What the leaderboard does not measure

Compression is necessary but not sufficient. A compressed page that loses meaningful content is worse than a larger page that retains it. Token efficiency matters only if the resulting representation still contains the information the agent needs to complete its task.

The companion research — Does Format Matter? (Hurley, 2026) — addresses this directly. It measures task completion accuracy across formats: raw HTML, stripped Markdown, accessibility tree, and SOM. The finding is that SOM maintains task accuracy while substantially reducing token count. But this is worth verifying for your own content type and your own agent workflows. Compression without fidelity is just data loss.

Start with your own numbers

The leaderboard is a starting point, not a guarantee.
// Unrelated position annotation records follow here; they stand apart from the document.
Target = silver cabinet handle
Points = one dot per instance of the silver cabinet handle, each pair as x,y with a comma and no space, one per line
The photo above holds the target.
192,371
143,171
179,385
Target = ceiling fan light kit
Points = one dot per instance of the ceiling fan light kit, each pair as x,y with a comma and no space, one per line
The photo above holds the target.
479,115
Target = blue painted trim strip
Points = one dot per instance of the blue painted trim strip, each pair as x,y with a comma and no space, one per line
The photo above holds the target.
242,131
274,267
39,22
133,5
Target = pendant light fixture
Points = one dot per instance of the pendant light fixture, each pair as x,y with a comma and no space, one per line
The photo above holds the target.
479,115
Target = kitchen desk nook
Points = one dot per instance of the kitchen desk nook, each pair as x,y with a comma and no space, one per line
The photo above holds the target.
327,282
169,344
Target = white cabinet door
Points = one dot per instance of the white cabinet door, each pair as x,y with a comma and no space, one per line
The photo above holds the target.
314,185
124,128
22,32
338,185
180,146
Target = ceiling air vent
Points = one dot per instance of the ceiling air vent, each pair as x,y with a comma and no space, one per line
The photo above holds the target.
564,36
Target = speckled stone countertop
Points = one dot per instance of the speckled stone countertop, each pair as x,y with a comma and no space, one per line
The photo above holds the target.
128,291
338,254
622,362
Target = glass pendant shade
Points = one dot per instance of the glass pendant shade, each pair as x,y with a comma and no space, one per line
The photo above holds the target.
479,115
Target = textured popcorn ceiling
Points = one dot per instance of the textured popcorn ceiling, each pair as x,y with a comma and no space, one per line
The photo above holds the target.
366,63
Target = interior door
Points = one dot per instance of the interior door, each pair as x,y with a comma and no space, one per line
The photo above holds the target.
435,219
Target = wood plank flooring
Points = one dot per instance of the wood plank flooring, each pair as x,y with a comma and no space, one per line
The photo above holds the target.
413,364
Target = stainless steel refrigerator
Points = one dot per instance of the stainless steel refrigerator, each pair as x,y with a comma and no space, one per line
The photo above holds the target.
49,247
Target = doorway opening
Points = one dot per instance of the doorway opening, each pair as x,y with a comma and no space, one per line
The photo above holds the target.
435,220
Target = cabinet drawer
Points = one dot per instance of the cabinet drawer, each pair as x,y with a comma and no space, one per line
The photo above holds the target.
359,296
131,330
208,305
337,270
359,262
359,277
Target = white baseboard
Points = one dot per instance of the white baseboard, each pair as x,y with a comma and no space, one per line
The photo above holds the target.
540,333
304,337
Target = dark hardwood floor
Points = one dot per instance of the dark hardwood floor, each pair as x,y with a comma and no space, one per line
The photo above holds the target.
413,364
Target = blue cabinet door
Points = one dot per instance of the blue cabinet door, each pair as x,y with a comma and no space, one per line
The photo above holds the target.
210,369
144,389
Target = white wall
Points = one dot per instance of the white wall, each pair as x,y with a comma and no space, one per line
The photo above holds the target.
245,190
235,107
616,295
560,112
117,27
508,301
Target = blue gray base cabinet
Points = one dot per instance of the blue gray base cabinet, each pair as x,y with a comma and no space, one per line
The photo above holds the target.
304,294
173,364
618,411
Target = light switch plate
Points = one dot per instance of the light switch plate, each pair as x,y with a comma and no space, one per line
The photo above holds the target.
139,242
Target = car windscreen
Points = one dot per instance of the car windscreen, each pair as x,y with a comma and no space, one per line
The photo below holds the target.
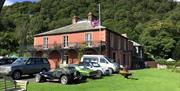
19,61
95,64
110,60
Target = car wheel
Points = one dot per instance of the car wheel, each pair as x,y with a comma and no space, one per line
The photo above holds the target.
38,78
16,75
64,79
99,74
110,71
43,70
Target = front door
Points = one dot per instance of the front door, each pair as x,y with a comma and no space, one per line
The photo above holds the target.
65,59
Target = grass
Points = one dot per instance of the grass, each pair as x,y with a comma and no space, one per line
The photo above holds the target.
142,80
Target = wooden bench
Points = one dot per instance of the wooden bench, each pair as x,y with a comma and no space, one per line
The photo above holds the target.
125,74
8,84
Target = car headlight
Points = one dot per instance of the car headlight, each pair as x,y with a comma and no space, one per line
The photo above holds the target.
8,69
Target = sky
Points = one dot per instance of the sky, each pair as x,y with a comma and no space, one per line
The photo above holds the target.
10,2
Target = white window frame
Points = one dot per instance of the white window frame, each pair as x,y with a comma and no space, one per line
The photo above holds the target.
65,41
111,40
45,42
88,39
119,43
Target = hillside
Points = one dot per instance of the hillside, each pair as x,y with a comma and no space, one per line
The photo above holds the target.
153,23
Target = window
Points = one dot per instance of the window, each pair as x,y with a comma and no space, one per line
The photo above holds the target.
119,43
111,40
90,59
88,39
137,49
45,42
102,60
31,61
65,41
114,55
45,61
39,61
125,45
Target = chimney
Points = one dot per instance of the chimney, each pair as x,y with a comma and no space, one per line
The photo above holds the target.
90,16
125,35
74,19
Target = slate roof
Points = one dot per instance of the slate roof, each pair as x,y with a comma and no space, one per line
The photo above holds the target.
84,25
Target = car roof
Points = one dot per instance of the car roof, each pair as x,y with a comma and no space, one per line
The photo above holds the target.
93,55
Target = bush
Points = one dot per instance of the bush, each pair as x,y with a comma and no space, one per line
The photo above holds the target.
164,62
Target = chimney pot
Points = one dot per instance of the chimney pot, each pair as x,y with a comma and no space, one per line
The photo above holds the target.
74,19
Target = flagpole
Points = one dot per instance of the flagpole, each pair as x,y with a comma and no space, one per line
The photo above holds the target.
100,28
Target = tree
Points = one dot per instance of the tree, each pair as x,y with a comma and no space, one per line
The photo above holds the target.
157,40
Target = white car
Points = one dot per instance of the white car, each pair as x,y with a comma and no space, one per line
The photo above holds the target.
95,67
103,61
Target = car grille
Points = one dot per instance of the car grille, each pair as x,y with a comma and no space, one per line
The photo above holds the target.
93,73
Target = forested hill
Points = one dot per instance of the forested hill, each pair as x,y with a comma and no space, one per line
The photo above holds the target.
153,23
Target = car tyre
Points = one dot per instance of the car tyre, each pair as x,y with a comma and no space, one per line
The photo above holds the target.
64,79
110,71
99,74
44,70
38,78
16,75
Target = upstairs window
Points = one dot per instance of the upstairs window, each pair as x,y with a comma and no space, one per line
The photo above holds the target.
119,43
111,40
45,42
65,41
88,39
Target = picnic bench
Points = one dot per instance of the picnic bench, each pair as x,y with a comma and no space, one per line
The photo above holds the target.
125,73
8,84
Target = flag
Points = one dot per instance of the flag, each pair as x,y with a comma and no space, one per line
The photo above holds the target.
95,23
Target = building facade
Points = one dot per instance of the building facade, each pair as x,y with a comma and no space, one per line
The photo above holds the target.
66,44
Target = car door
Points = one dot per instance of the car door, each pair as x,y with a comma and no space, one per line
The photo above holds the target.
39,64
103,63
29,67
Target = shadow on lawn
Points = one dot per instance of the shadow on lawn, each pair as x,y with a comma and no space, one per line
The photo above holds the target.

Your actual compression ratio depends on your site’s HTML structure, your JavaScript footprint, your navigation complexity, and the density of your semantic content relative to your total markup.

The only way to know your number is to measure it. Use somready.com/check to see if your site already has SOM configured, or look up your domain on webtaskbench.com to see if it appears in the benchmark dataset. If it does not, the reference implementation at the specification page includes tooling to generate SOM for any URL and measure the resulting compression.